That's What Friends Are For...
The other night a group of friends banded together...to provided some muscle and backup to another friend in a time of sadness, craziness, and crisis. The particulars of that story aren't mine to tell...but what I can share is that the love and support that was handed out lovingly to a friend in need last night was the stuff of which real community is truly comprised. A friend was going through a tough time...and she was surrounded by perhaps the silliest, goofiest troop of nutbars between the North Pole and Amarillo (didn't want to go any farther south than that into Texas...cuz we all know that there are some REAL loonies down there). As we helped our pal gather some things and get them moved, I was really and truly moved by the love that I knew was there...but I had the privilege to see in action. Love in action is an awe inspiring event.
Everyone in the Wednesday Night Brigade was on time and full of jokes. From Nikki K's dubbing of Molly as the baby seal...to my sneak anal gas attack that knocked Molly to the ground...to the question of the night...I posited to Missy and Coya...if one had the stigmata...would one have heavy flow days? And if so...could one put tampons in ones wrists to soak up the flow? To which Missy replied...that if she saw me on the street...she'd wave her arms and say...Plug It Up JC, WHAT WHAT? This was followed by a very serious discussion about the ability of men to lactate...to which I pondered...out loud...if men could lactate...could we churn up the man tit milk into tit cheese? Missy insisted that we could sell Fried Tit Cheese on a Stick...and we could even have a Prince K of the Milky Way with his head carved out of tit cheese...at this years Great Minnesota Get Together (aka the State Fair aka Mullet Olympics). In the time it took us to drive from Minneapolis to St. Stupid (I despise St. Paul and curse it with mini-malls and boarded up buildings)...Missy and I invented a whole new organic naturally renewable clean food industry. We'll be ready for our Noble Prize come next spring. But I wonder...will we need USDA approval?
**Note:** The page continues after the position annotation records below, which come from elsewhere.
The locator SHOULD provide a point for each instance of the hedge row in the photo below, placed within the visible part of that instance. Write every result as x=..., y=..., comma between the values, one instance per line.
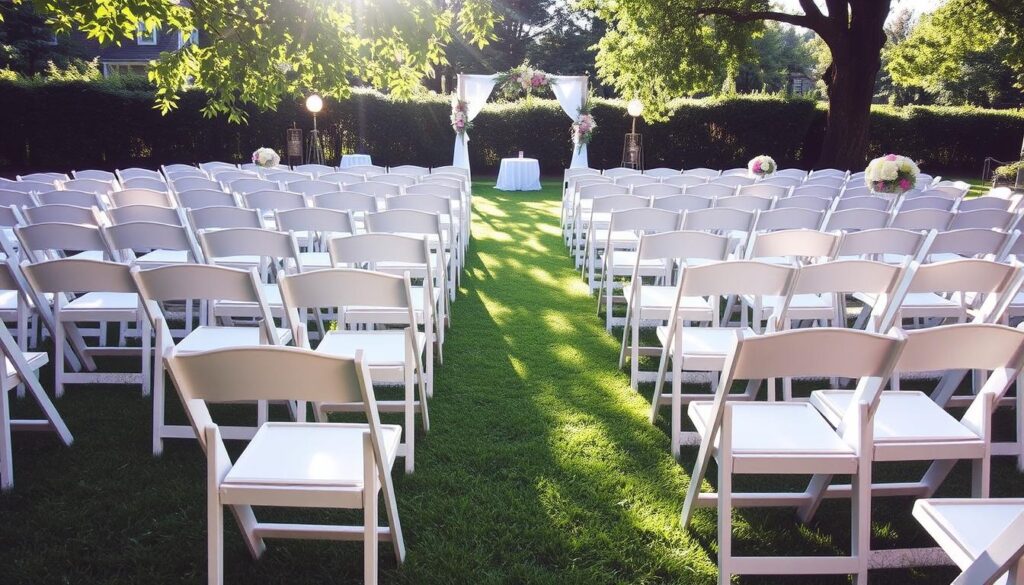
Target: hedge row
x=75, y=125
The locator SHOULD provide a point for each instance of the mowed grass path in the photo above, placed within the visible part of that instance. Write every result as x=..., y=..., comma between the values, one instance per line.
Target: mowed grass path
x=540, y=467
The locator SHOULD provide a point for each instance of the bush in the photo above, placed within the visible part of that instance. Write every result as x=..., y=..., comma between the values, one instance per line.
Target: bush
x=112, y=123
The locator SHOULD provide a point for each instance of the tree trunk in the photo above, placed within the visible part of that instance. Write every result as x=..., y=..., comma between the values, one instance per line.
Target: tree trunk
x=856, y=51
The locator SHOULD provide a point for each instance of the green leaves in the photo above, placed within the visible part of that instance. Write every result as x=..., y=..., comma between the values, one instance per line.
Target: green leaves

As you can see...I'm not the only one of my friends that is a little...umm...creative. But while we all may share the same anti-anxiety medication prescription...and we should probably check into a group discount on anti-psychotic meds...we will be there for one another through break-ups, breakdowns, or military invasions from Canada. Personally, I think the Canuks are plotting on us. Got me a little twitchy. But I'm ready for 'em with their beady little eyes and their "Celine Dion." The best thing about having great friends is that they will let you know when you are being crazy...they are quick to point out when someone else is the crazy one...and they will bend over backwards and eat some yellow snow if it'll make you smile...even if it is followed by a little vomit in the back of your throat.